Error Pages with Bot Hits
All pages that are invalid (return an error HTTP Status code) but still receive google bot hits
Priority: High
Impact: Negative
What issues it may cause
Pages which have changed to an error status, such as 404 or 410, need to be crawled by search engines in order for the error status to be discovered so the pages can be removed from the index.
Search engines will also need to periodically recrawl pages which return an error status so check the pages are not working again, otherwise they would not be able to reindex the pages.

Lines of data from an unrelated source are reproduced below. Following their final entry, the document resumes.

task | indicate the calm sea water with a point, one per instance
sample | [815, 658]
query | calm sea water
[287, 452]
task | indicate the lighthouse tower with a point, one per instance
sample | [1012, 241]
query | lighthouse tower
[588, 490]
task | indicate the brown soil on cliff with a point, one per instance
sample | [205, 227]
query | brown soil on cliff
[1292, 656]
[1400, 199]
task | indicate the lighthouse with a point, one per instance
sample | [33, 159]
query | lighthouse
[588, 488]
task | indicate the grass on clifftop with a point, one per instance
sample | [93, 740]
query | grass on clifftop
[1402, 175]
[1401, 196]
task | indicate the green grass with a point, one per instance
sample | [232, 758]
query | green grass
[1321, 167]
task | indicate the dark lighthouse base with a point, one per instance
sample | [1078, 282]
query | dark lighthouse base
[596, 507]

However if a significant amount of crawl budget is being spent crawling the permanently removed pages then this may consume crawl budget which could be better used on updating other pages.
How do you fix it
If a 404 status is being used, consider switching to a 410 status which is a stronger indication that the page has been permanently removed and will not need to be crawled as often.
- Internal links to the broken pages should be removed.
- The error pages should be removed from any Sitemaps they are included in.
What is the positive impact
Crawl budget can be saved so other pages may be crawled more frequently, or save on server costs.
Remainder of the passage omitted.